Yakup Alkan

Personal information
- Date of birth: 3 March 1992 (age 34)
- Place of birth: Istanbul, Turkey
- Height: 1.86 m (6 ft 1 in)
- Position: Striker

Senior career*
- Years: Team / Apps / (Gls)
- 2010–2011: Kartal Belediyespor
- 2012: Cekmeköyspor
- 2012–2015: Tuzlaspor
- 2015–2023: Yeni Malatyaspor / 20
- 2016: → Menemen (loan) / 2 / (0)
- 2016–2017: → Çorum (loan) / 37 / (20)
- 2017: → Orduspor (loan) / 1 / (0)
- 2017–2018: → Diyarbekirspor (loan) / 23 / (5)
- 2018–2019: → Çorum (loan) / 32 / (21)
- 2019–2020: → Kocaelispor (loan) / 26 / (14)
- 2020: → Çorum (loan) / 1 / (0)
- 2020–2021: → Fethiyespor (loan) / 31 / (13)
- 2021–2022: → Ergene Velimeşe (loan) / 36 / (10)
- 2023: Şanlıurfaspor / 13 / (5)

International career
- Istanbul

= Yakup Alkan =

Turkish footballer

Yakup Alkan (born 3 March 1992) is a Turkish footballer who last played as a striker for Şanlıurfaspor.

==Early life==

Alkan was born and raised in Istanbul, Turkey.

==Club career==

In 2012, Alkan signed for Turkish side Tuzlaspor, helping the club achieve promotion.

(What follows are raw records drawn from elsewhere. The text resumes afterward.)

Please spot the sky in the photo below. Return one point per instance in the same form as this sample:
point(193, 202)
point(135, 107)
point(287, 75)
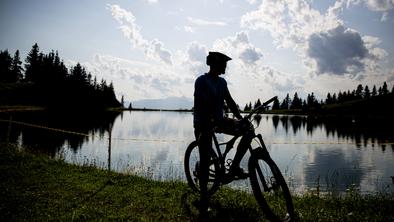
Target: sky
point(155, 49)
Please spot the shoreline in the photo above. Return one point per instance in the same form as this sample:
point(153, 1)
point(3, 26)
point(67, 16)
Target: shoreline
point(35, 187)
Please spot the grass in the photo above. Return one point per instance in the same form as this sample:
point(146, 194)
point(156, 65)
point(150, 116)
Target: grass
point(35, 188)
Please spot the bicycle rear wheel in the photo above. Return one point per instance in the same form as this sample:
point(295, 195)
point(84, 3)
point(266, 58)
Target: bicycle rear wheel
point(270, 188)
point(192, 170)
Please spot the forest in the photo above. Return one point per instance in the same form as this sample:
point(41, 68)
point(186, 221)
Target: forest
point(44, 80)
point(361, 100)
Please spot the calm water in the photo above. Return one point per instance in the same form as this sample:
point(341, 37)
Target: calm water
point(332, 153)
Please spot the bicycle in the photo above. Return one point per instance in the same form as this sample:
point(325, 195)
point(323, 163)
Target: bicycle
point(268, 185)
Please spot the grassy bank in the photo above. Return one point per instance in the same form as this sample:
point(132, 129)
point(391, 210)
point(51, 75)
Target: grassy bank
point(35, 188)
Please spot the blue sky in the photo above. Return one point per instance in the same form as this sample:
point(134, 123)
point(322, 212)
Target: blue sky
point(153, 49)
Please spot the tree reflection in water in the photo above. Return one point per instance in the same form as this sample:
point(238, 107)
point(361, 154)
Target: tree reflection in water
point(361, 131)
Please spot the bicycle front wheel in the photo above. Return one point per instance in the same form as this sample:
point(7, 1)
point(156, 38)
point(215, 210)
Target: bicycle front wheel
point(270, 188)
point(192, 170)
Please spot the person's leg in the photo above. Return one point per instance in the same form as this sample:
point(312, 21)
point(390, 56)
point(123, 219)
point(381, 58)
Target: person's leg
point(242, 148)
point(204, 139)
point(234, 127)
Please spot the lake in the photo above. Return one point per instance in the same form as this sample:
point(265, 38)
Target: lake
point(333, 153)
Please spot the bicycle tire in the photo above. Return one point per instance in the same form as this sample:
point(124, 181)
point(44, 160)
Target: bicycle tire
point(270, 188)
point(191, 164)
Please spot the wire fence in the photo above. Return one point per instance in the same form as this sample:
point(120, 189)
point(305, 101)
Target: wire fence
point(175, 140)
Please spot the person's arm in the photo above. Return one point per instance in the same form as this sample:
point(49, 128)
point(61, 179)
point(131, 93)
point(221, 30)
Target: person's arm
point(231, 104)
point(201, 100)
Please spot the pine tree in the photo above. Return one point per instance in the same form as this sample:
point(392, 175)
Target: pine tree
point(16, 67)
point(286, 102)
point(275, 105)
point(32, 64)
point(374, 92)
point(367, 93)
point(359, 92)
point(385, 91)
point(5, 66)
point(257, 103)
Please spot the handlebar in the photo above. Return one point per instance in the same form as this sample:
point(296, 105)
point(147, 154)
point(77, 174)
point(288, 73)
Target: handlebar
point(261, 107)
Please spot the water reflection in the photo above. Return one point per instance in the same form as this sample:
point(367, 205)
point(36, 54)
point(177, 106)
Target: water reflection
point(37, 131)
point(328, 152)
point(361, 131)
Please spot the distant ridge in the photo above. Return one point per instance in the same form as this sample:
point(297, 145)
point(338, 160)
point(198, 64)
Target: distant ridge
point(166, 103)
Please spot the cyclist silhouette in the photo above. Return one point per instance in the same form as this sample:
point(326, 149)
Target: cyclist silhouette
point(210, 95)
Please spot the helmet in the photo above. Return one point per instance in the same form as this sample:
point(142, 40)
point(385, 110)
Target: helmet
point(216, 57)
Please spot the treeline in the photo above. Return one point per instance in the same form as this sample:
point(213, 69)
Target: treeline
point(362, 96)
point(45, 80)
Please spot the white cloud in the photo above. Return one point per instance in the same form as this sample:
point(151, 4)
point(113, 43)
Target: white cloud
point(188, 29)
point(320, 39)
point(203, 22)
point(139, 80)
point(380, 5)
point(153, 49)
point(337, 51)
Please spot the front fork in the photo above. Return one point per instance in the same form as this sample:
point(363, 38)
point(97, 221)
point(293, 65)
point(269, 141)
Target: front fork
point(260, 151)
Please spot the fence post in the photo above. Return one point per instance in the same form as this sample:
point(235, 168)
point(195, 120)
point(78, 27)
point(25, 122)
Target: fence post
point(9, 131)
point(109, 146)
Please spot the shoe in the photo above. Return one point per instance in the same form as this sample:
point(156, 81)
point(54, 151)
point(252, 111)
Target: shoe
point(238, 173)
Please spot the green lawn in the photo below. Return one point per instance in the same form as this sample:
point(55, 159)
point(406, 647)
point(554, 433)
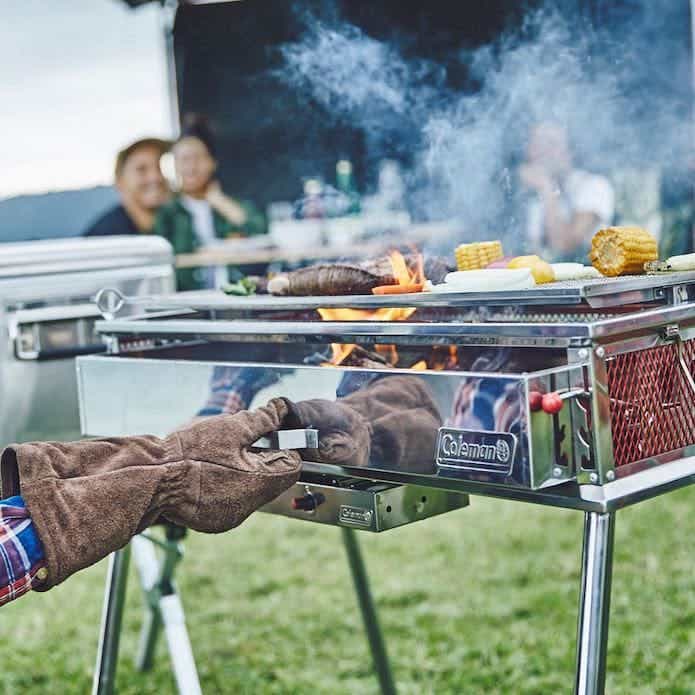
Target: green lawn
point(482, 600)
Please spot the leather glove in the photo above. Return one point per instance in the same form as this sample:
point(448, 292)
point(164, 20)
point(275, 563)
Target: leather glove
point(392, 421)
point(89, 498)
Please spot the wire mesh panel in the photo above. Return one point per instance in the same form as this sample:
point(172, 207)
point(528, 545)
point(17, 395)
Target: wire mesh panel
point(652, 402)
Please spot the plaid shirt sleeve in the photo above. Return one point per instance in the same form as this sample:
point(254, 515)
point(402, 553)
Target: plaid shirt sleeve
point(21, 552)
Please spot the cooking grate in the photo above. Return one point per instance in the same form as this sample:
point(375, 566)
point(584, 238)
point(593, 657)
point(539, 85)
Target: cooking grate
point(651, 401)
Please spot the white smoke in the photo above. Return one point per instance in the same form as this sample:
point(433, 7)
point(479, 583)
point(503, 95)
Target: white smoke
point(464, 147)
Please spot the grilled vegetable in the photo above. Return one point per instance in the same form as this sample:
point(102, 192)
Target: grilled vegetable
point(541, 271)
point(397, 289)
point(328, 279)
point(242, 288)
point(478, 254)
point(622, 250)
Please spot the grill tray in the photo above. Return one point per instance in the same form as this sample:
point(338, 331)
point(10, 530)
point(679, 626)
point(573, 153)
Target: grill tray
point(595, 293)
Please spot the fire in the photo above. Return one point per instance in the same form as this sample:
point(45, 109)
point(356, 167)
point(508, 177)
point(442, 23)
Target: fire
point(403, 276)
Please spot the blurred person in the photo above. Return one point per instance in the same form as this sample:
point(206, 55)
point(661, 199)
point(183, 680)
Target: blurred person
point(200, 215)
point(142, 188)
point(68, 505)
point(568, 205)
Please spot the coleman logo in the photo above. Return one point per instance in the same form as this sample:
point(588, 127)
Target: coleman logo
point(475, 450)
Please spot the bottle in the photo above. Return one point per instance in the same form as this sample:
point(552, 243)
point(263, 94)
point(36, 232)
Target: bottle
point(312, 205)
point(346, 185)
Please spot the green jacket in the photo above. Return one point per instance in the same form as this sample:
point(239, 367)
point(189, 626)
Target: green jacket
point(175, 224)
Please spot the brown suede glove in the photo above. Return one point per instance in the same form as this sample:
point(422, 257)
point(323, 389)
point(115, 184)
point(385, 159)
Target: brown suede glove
point(404, 419)
point(344, 435)
point(89, 498)
point(394, 421)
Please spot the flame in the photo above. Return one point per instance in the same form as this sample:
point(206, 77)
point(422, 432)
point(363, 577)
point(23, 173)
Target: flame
point(403, 276)
point(389, 352)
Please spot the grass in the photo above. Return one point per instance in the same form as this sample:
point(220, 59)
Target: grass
point(482, 600)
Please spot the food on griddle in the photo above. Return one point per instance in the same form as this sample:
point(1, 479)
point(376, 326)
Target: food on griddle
point(486, 280)
point(398, 289)
point(622, 250)
point(541, 271)
point(329, 279)
point(242, 288)
point(574, 271)
point(436, 267)
point(675, 263)
point(478, 255)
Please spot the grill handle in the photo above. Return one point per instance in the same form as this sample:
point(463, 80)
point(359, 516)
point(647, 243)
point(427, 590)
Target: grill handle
point(289, 439)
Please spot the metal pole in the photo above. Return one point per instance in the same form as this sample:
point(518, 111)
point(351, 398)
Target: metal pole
point(369, 616)
point(164, 608)
point(111, 618)
point(168, 19)
point(594, 603)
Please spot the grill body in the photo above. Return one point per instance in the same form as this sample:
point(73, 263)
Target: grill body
point(619, 354)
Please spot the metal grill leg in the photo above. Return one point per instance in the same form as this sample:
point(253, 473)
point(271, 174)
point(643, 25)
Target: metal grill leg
point(369, 616)
point(111, 618)
point(594, 603)
point(164, 609)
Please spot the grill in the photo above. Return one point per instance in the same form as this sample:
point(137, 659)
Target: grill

He attracted media attention after helping them win against three Turkish top flight sides in the Turkish Cup.
In 2016, Alkan signed for Turkish side Çorum, where he was regarded as one of the club's most important players. In 2019, he signed for Turkish side Kocaelispor.

==International career==

Alkan played for the Istanbul football team at the UEFA Region's Cup and represented Turkey internationally at the Islamic Solidarity Games, where he scored against Syria, Iraq, and Saudi Arabia.

==Personal life==

Alkan has been married and has a son.